Changing broad stock area 521 off Cape Cod from Georges Bank quota allocation to Western Gulf of Maine allocation is a real issue. Imagine your permit’s catchable limits will be changed. Causing effort issues. Now add on the wind Energy Area east of Cape Cod will force pressure in the Wilkinson’s Basin and Murray Basin fishing grounds. This area is high in the abundance of choke species like Codfish, Gulf of Maine Haddock, and White Hake, which have been a big restraint to the fisheries efforts in these regions. Forcing effort into a concentrated area is never good for the effects of any resource. My rationale behind this argument comes from historical fishing footprints from data from VMS tracking years 2009-2021. NCCOS (National Centers for Coastal Ocean Science) showed the overlap of all vessel tracks in the Gulf of Maine and Georges Bank. While seeing all vessels overlapped on one chart it tells us nothing other than vessels have been in these areas. So, I had NCCOS take the same time frame and split the fleet from vessels under 65 feet and over 65 feet. Then asked them to split those fleets into seasons Winter months and Summer months through the same yearly time frame. These charts now show a story of effort patterns.

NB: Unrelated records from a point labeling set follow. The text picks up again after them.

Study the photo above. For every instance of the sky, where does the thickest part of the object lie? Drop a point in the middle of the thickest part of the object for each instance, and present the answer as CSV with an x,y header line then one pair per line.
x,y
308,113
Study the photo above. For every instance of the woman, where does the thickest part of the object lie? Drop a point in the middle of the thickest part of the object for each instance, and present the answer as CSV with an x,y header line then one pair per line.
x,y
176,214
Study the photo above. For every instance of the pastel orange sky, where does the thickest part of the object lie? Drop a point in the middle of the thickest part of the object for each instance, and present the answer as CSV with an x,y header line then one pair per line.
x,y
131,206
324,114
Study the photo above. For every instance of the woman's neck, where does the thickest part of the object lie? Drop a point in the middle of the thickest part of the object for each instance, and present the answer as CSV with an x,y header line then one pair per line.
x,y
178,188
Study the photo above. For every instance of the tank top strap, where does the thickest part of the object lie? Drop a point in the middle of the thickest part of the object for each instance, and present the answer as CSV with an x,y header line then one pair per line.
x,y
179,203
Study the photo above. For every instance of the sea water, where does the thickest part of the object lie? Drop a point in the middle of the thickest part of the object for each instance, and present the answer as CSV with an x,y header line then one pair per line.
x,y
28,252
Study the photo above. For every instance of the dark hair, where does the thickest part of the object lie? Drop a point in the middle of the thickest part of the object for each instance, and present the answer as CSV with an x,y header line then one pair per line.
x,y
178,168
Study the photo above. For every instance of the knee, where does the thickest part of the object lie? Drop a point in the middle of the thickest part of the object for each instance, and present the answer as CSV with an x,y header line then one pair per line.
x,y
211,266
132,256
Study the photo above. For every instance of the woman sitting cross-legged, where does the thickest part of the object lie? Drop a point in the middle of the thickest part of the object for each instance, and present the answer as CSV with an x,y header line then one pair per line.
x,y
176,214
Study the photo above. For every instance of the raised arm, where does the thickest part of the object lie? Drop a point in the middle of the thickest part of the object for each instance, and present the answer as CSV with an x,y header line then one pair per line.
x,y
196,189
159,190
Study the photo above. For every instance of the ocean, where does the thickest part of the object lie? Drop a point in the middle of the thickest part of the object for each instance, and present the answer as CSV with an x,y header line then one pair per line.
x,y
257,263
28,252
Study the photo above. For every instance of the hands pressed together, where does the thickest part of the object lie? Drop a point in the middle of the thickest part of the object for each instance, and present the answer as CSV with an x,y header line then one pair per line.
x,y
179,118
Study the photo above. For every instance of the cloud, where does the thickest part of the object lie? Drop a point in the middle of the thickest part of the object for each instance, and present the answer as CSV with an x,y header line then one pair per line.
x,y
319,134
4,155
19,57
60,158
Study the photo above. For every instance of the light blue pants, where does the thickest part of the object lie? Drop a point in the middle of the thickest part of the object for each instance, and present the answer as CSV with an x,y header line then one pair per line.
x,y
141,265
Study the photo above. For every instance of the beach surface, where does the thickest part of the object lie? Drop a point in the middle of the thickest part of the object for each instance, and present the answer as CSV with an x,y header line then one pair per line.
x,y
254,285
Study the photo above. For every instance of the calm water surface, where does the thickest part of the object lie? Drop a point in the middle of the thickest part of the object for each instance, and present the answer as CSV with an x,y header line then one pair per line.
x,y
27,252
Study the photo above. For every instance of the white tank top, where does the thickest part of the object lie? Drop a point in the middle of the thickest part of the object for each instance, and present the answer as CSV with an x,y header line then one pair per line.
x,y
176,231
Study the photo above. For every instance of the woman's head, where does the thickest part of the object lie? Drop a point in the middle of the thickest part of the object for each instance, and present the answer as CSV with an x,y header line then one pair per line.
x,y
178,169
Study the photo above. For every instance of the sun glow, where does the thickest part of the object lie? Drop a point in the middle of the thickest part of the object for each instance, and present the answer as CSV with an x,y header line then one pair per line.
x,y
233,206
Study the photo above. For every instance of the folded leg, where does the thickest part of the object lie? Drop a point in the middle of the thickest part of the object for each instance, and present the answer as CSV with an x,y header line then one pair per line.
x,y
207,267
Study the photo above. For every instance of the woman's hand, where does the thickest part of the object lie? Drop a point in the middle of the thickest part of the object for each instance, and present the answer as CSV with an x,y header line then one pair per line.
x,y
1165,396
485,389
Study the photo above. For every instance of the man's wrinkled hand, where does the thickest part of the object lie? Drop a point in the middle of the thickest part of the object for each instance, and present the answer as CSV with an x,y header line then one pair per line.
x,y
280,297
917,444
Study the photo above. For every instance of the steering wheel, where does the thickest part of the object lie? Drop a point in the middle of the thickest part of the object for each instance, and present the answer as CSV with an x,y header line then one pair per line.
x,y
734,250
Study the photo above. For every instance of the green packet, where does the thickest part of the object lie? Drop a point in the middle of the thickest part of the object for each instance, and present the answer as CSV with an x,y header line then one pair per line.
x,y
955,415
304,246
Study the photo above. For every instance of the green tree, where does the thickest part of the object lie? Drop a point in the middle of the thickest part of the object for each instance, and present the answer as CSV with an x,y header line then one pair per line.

What was realized through these separated effort patterns is due to inclement weather conditions in the New England region, these charts show an effort pattern shift from vessels actively using the shoal and harder bottom effort in the Summer months to moving to deep water mud in the Winter months. When you have larger seas and inclement weather the chances of fouling up on the bottom pose a real danger to commercial trawlers due to hang-ups that could pose capsizing to vessels and crew safety.

Also, good to note looking specifically at the effort pattern of the vessels under 65 feet shows historically the fleet does not venture further than 100 nautical miles from any of the four major fishing ports in the New England region (Portland, ME. Gloucester, MA. Boston, MA. New Bedford, MA.). This being shown raises the question of access to historical fishing grounds. When looking at the current structure has broad stock areas 513, 514, and 515 which are currently the Gulf of Maine allocation areas for 3 species considered to be choke species due to allocation restraints. Changing this management structure including area 521 off of the Cape Cod region to become the Western Gulf of Maine area from the Georges Bank management area will force vessels further from shore outside their historical fishing grounds. Historically this analysis shows in the winter months, we have more concentrated effort in the Western region of the U.S. fishing grounds due to foul weather and quicker access to the fishing grounds amidst the ever-changing weather patterns. Accessibility is crucial for vital year-round fisheries. Without this access, it can be detrimental to holding fish markets specifically keeping a steady product supply. Once allocations are used up in this region it will force vessels out of the proposed Western Gulf of Maine regional area to transit offshore to further fishing grounds. Specifically, outside the 65 foot vessel’s historical fishing footprint to area 522. Area 522 lies outside the 100 nautical mile footprint of all the four major ports. This poses a severe safety risk to the vessels and crew’s safety and viable access to marketable fish stocks.

In easier terms, we will chew up fish allocations in the Western Gulf of Maine management area from concentrated efforts because of the Wind Energy proposed sites and force vessels to transit into furthermore dangerous waters. Transiting East to access George’s bank quota will have vessels transiting through Windmill sites that pose dangers from radar interference. Also should be noted that the US Coast Guard has no final analysis yet on how Search and Rescue will be able to effectively rescue vessels in danger inside these array areas due to radar interference as well.

These are the real concerns of the fleet and many in industry. We are forcing fishing efforts in a controlled area which forces vessels to transit East. Again the fishing Captains not knowing this issue brings the real question on the last Wind Energy Area comments as being incomplete. Knowing these shifts in area management and stock allocation change the entire dynamic of historical fishing footprints and accessibility to vital fish stocks. This will severely harm the survivability of the commercial trawling fleet. As well jeopardizing the future from keeping wild heart healthy product on the U.S. dinner table.